Фризе почувствовал, как рука майора уперлась в его колено, глаза выразительно стрельнули вниз. Он осторожно протянул руку под стол и наткнулся на плотную пачку бумаг, схваченных тугой резинкой.
— В кармашек, в кармашек! Изучите дома, — пропел майор.
«С нервами у товарища не все в порядке, — подумал Фризе, пряча пакет в карман брюк. — Может быть, и от дела его отстранили по этой причине?»
— Вы не сомневайтесь в моих умственных способностях, — улыбнулся майор. — Манией преследования я не болен. Как ни парадоксально, эпоха такая. Вы заметили, сколько за последнее время было громких убийств? И все остались нераскрытыми. Перечислять, я думаю, излишне?
— Да, — согласился Владимир Петрович. — Я знаю, что вы имеете в виду.

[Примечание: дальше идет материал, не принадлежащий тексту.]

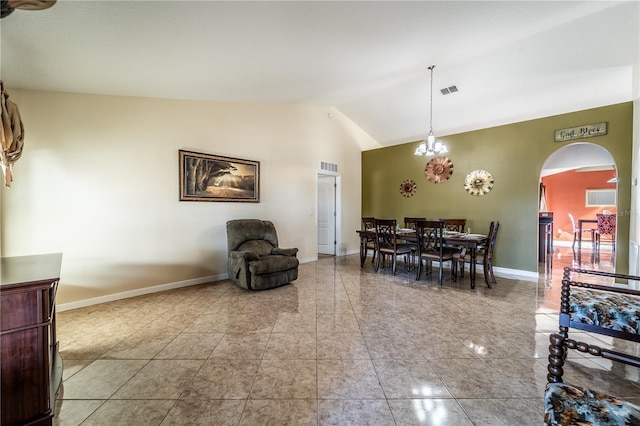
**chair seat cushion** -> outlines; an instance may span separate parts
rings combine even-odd
[[[414,250],[414,246],[411,244],[397,244],[396,254],[408,254]],[[393,254],[393,247],[380,247],[381,253]]]
[[[442,258],[443,259],[452,259],[456,254],[460,254],[460,250],[453,247],[443,247],[442,248]],[[436,251],[428,251],[421,253],[422,257],[429,259],[440,259],[440,253]]]
[[[575,289],[569,306],[572,321],[638,334],[640,297]]]
[[[255,275],[270,274],[297,268],[299,263],[298,259],[292,256],[261,256],[258,260],[249,262],[249,271]]]
[[[547,425],[640,425],[640,406],[594,390],[549,383],[544,395]]]

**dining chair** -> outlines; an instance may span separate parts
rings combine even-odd
[[[573,217],[573,214],[569,213],[569,219],[571,219],[571,226],[573,227],[573,244],[571,244],[571,248],[575,247],[576,245],[576,240],[579,238],[580,240],[582,240],[582,236],[580,235],[580,232],[588,232],[591,234],[591,244],[595,244],[595,232],[596,229],[595,228],[582,228],[582,231],[580,231],[580,228],[578,226],[576,226],[576,220]]]
[[[444,222],[441,220],[419,220],[416,222],[418,236],[418,272],[416,281],[422,275],[422,261],[425,261],[427,272],[433,271],[433,262],[439,263],[438,284],[442,285],[443,264],[451,262],[451,278],[456,280],[456,263],[454,255],[460,251],[457,248],[446,247],[443,241]]]
[[[406,229],[413,229],[414,231],[416,230],[416,222],[419,220],[427,220],[426,217],[405,217],[404,218],[404,227]],[[411,247],[411,249],[413,250],[412,253],[412,257],[411,257],[411,264],[413,265],[413,261],[414,261],[414,257],[413,255],[415,253],[418,252],[418,242],[415,240],[412,241],[405,241],[405,243],[409,244],[409,246]]]
[[[614,214],[596,214],[596,231],[595,231],[595,247],[596,251],[600,251],[600,243],[602,242],[602,236],[608,235],[611,242],[612,251],[616,250],[616,215]]]
[[[444,222],[444,229],[447,231],[464,232],[467,219],[440,219]]]
[[[496,277],[493,274],[493,255],[495,252],[496,241],[498,238],[498,229],[500,222],[491,222],[489,225],[489,233],[487,234],[487,242],[484,246],[479,247],[476,252],[476,265],[483,266],[484,281],[491,288],[492,284],[496,284]],[[465,253],[454,256],[460,265],[460,277],[464,277],[464,264],[470,262],[471,257]]]
[[[407,229],[416,229],[416,222],[419,220],[427,220],[426,217],[405,217],[404,218],[404,227]]]
[[[376,219],[374,217],[363,217],[362,218],[362,230],[363,231],[374,231],[376,229]],[[375,237],[366,237],[364,241],[364,258],[367,257],[367,252],[369,249],[372,251],[371,255],[371,263],[376,260],[376,239]],[[364,259],[363,258],[363,259]]]
[[[396,231],[397,222],[395,219],[375,219],[376,224],[376,252],[377,261],[375,271],[380,269],[380,263],[386,261],[386,256],[391,256],[392,273],[396,274],[396,263],[398,256],[412,255],[413,248],[398,239]],[[408,267],[408,262],[405,258]],[[407,268],[408,269],[408,268]]]

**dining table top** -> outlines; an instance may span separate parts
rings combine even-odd
[[[361,229],[357,230],[359,234],[368,234],[375,235],[375,228],[369,229]],[[400,228],[396,230],[396,235],[399,238],[403,239],[417,239],[416,230],[411,228]],[[456,242],[476,242],[481,243],[487,239],[487,236],[484,234],[471,234],[466,232],[456,232],[456,231],[444,231],[442,234],[442,239],[445,241],[456,241]]]

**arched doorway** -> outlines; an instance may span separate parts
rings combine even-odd
[[[595,228],[596,214],[617,211],[616,164],[611,153],[600,145],[576,142],[553,152],[540,172],[540,207],[553,212],[553,247],[571,247],[580,262],[609,262],[615,270],[615,236],[601,250],[593,251],[591,241],[574,244],[574,223]],[[570,218],[574,218],[574,223]],[[582,233],[590,240],[589,232]],[[583,256],[583,254],[587,256]],[[608,268],[607,268],[608,269]]]

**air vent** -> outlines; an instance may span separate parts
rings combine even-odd
[[[440,92],[443,95],[448,95],[449,93],[453,93],[457,91],[458,91],[458,86],[449,86],[449,87],[445,87],[444,89],[440,89]]]
[[[320,162],[320,170],[326,170],[328,172],[338,172],[338,165],[333,163],[327,163],[325,161]]]

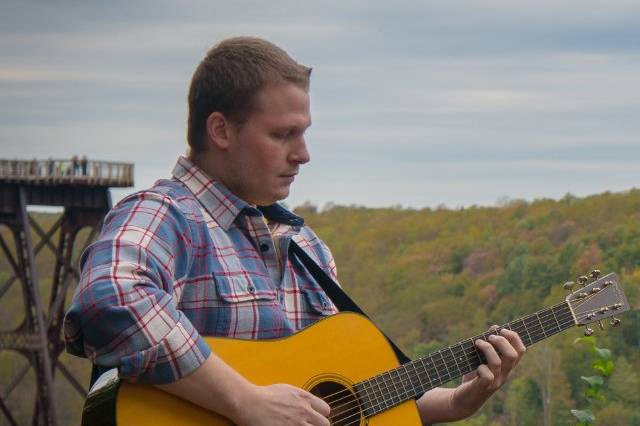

Прощаясь около входа в метро, Покрижичинский сказал:
— Если мои заметки сгодятся, буду рад. Можете даже снять копии. Только не храните в служебном сейфе. — И неожиданно, дурашливо пропел: «Пошел козел в кооператив, купил козе презерватив». И подмигнул залихватски. В большой меховой шапке, в старенькой дубленке, он был похож на знаменитого полярника Ивана Папанина. Такого, каким его запечатлел фотограф на льдине.
КОЛЛЕКЦИЯ ДОЦЕНТА ГАРБУЗА
Когда Фризе пришел в прокуратуру, у него в кабинете опять сидел Ерохин и заряжал кофеварку кофе.
— Ты что, полицейский, переселился ко мне? Хочешь меня подсидеть?
— О нем заботятся, кофеек варят, а он недоволен.
— Я сегодня только тем и занимаюсь, что кофе пью.
— Вот–вот, а полицейский, напившись утром жидкого чая, бегает по городу, выполняя твое поручение.
— Важно не то, кто сколько бегает, а результат. Говорю по слогам: ре–зуль–тат.
— С Покрижичинский встречался! Чудной мужик, верно?
— Результат! — с нажимом повторил Фризе.
— Ты, Владимир, все‑таки молодец, — со вздохом признал Ерохин.
Он включил кофеварку, освободил хозяйское кресло, сам сел за пустующий стол напротив.
— Молодец, — повторил Дмитрий с завистью. — Меня такая хорошая мысль — поработать с домочадцами — не озарила. Но интуиции и мне не занимать! Представляешь, первый заход и в яблочко! А ведь у меня девятнадцать адресов в записной книжке.
— Не морочь мне голову! Нашел ты банку или нет?
— А что, по–твоему, в этом пакете? — Ерохин показал глазами на стандартный кулек, в которые продавцы обычно насыпают крупу или песок, в те редкие дни, когда эти продукты бывают в продаже. Фризе кулек этот заметил сразу, как вошел в кабинет, но решил, что Ерохин раздобыл где‑то пряников к кофе. Он любил пряники, особенно с повидлом.